Rafael Harth tried to get the same information with a simple survey, and got similar results: on a scale of 1 (strongly Paul) to 9 (strongly Eliezer), the median moved from a 5 to a 7.

Should this make us more concerned? Less concerned? I’ll give the last word to Raemon, who argues that both scenarios are concerning for different reasons:

I totally think there are people who sort of nod along with Paul, using it as an excuse to believe in a rosier world where things are more comprehensible and they can imagine themselves doing useful things without having a plan for solving the actual hard problems. Those types of people exist. I think there’s some important work to be done in confronting them with the hard problem at hand.

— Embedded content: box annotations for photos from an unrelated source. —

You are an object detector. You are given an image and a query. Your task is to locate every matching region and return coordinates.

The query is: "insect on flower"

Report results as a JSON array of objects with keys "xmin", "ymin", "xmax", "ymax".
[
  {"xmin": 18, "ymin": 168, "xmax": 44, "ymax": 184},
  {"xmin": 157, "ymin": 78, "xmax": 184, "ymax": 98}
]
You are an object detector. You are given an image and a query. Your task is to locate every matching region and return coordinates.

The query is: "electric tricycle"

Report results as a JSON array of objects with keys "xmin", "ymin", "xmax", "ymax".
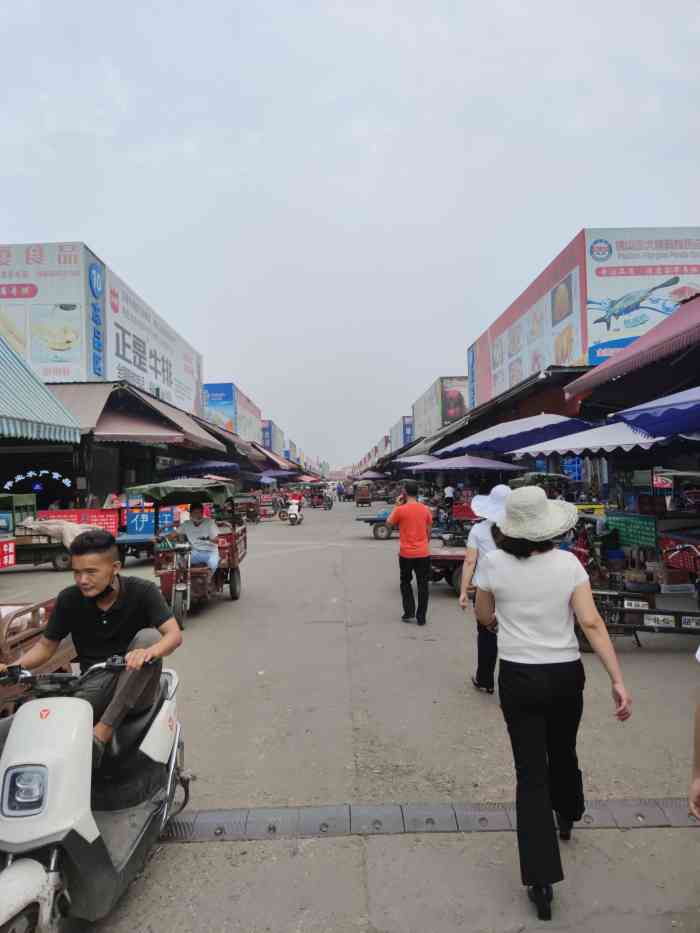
[{"xmin": 127, "ymin": 479, "xmax": 248, "ymax": 628}]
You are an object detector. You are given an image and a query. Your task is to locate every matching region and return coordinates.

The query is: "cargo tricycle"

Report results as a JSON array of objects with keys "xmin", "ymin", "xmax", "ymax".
[{"xmin": 127, "ymin": 479, "xmax": 248, "ymax": 628}]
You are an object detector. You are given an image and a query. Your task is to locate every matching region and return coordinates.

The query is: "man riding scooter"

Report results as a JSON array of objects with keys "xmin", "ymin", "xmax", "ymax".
[
  {"xmin": 0, "ymin": 530, "xmax": 182, "ymax": 770},
  {"xmin": 167, "ymin": 505, "xmax": 219, "ymax": 574}
]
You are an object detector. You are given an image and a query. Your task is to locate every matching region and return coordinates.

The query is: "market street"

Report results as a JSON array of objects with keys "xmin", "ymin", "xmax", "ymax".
[{"xmin": 1, "ymin": 505, "xmax": 700, "ymax": 933}]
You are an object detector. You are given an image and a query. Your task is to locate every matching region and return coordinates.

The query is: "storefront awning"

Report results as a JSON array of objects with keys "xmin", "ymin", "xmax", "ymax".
[
  {"xmin": 513, "ymin": 421, "xmax": 666, "ymax": 457},
  {"xmin": 565, "ymin": 298, "xmax": 700, "ymax": 398},
  {"xmin": 93, "ymin": 411, "xmax": 185, "ymax": 444},
  {"xmin": 437, "ymin": 413, "xmax": 589, "ymax": 457},
  {"xmin": 409, "ymin": 455, "xmax": 523, "ymax": 473},
  {"xmin": 0, "ymin": 337, "xmax": 80, "ymax": 444},
  {"xmin": 613, "ymin": 386, "xmax": 700, "ymax": 437},
  {"xmin": 133, "ymin": 389, "xmax": 226, "ymax": 453}
]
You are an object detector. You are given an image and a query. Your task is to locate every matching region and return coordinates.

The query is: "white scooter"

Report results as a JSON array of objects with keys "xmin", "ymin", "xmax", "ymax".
[
  {"xmin": 288, "ymin": 500, "xmax": 304, "ymax": 524},
  {"xmin": 0, "ymin": 657, "xmax": 192, "ymax": 933}
]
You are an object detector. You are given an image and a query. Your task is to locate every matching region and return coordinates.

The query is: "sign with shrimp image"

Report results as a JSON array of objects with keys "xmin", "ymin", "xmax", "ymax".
[{"xmin": 586, "ymin": 227, "xmax": 700, "ymax": 365}]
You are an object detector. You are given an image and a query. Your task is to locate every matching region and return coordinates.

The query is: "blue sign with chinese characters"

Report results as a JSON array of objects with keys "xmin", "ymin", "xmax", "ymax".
[{"xmin": 87, "ymin": 260, "xmax": 106, "ymax": 379}]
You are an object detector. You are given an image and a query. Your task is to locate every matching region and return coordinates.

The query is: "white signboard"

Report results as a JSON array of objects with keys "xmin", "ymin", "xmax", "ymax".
[
  {"xmin": 106, "ymin": 268, "xmax": 202, "ymax": 413},
  {"xmin": 0, "ymin": 243, "xmax": 88, "ymax": 382},
  {"xmin": 586, "ymin": 227, "xmax": 700, "ymax": 365}
]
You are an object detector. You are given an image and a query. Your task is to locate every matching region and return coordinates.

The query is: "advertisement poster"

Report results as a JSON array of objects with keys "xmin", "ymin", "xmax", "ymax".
[
  {"xmin": 0, "ymin": 243, "xmax": 88, "ymax": 382},
  {"xmin": 442, "ymin": 376, "xmax": 468, "ymax": 425},
  {"xmin": 413, "ymin": 379, "xmax": 442, "ymax": 437},
  {"xmin": 236, "ymin": 387, "xmax": 262, "ymax": 444},
  {"xmin": 586, "ymin": 227, "xmax": 700, "ymax": 366},
  {"xmin": 106, "ymin": 268, "xmax": 202, "ymax": 414},
  {"xmin": 467, "ymin": 231, "xmax": 587, "ymax": 408},
  {"xmin": 202, "ymin": 382, "xmax": 237, "ymax": 433}
]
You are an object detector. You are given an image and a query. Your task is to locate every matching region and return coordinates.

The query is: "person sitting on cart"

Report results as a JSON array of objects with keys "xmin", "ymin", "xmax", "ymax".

But, also… Paul’s world AFAICT isn’t actually rosier. It’s potentially more frightening to me. In Smooth Takeoff world, you can’t carefully plan your pivotal act with an assumption that the strategic landscape will remain roughly the same by the time you’re able to execute on it. Surprising partial-gameboard-changing things could happen that affect what sort of actions are tractable. Also, dumb, boring ML systems run amok could kill everyone before we even get to the part where recursive self improving consequentialists eradicate everyone.

I think there is still something seductive about this world – dumb, boring ML systems run amok feels like the sort of problem that is easier to reason about and maybe solve. (I don’t think it’s actually necessarily easier to solve, but I think it can feel that way, whether it’s easier or not). And if you solve ML-run-amok-problems, you still end up dead from recursive-self-improving-consequentialists if you didn’t have a plan for them.

As usual, I think the takeaway is “everyone is uncertain enough on this point that it’s worth being prepared for either scenario. Also, we are bottlenecked mostly by ideas and less by other resources, so if anyone has ideas for dealing with either scenario we should carry them out, while worrying about the relative likelihood of each only in the few cases where there are real tradeoffs.”